The trouble is that nobody can currently find it. The carvings sit within the interior of a ringfort, one of those circular enclosures, defined by earthen banks and ditches, that were used as farmsteads or defended homesteads throughout early medieval Ireland. Rock art of this kind, typically comprising concentric rings, cup marks, and other abstract motifs pecked into stone surfaces, is found across Ireland and Britain and is generally attributed to the Bronze Age. At Ballygamboon, the decorated boulder appears to have been absorbed quietly back into the earth, with no visible surface trace remaining.
The most recent documentation of the carving comes not from any direct observation but from an ITA Survey carried out in 1942, which briefly described the ringfort and noted that a large stone bearing ring markings lay at its centre.

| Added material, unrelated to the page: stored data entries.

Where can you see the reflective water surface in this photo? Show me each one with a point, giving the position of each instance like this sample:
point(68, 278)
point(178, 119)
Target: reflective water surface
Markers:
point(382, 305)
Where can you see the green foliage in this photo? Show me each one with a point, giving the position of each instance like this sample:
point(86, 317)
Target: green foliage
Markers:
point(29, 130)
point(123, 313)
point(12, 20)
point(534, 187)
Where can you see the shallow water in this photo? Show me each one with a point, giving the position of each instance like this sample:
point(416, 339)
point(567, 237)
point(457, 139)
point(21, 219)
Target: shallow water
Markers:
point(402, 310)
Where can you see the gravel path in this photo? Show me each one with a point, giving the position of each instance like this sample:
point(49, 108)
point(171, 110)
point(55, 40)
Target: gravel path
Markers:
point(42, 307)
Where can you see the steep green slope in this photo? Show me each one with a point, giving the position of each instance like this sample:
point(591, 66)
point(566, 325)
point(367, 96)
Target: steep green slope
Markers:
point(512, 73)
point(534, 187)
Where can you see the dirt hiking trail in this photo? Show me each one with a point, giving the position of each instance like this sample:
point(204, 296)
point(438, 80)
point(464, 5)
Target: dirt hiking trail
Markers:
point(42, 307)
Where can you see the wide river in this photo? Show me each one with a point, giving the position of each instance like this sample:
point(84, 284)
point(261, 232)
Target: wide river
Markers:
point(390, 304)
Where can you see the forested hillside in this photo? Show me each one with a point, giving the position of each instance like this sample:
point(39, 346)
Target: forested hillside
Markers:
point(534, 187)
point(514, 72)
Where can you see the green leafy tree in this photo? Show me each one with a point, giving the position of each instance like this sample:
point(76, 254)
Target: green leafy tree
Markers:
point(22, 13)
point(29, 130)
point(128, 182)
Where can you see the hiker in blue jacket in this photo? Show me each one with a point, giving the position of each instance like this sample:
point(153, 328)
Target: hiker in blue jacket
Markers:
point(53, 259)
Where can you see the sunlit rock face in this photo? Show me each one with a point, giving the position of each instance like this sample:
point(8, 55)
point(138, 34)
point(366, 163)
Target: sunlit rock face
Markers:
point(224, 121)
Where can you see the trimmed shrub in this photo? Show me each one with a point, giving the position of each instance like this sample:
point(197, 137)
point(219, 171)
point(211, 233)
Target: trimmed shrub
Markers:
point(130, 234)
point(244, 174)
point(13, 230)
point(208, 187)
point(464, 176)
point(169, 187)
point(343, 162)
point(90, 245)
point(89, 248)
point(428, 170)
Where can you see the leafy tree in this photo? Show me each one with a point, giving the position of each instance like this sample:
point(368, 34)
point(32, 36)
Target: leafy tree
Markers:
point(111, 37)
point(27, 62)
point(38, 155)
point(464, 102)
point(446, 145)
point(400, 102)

When the site was examined more recently, only a relatively small earthfast boulder in the bank at the south-east could be identified, and even that showed no obvious rock art. The working assumption is that the carved stone has gradually sunk into the ground and become obscured beneath a layer of earthen and organic debris. The interior of the ringfort is frequently colonised by wild iris, which suggests the kind of damp, undisturbed ground conditions that would accelerate exactly that sort of burial over the decades since 1942.
The site sits at roughly thirty metres above sea level, within what is now pasture land. A visitor walking the area today would find the ringfort earthworks still present, but the carved stone itself remains elusive, somewhere beneath the surface, its ring markings intact in all likelihood, simply waiting out the years underground.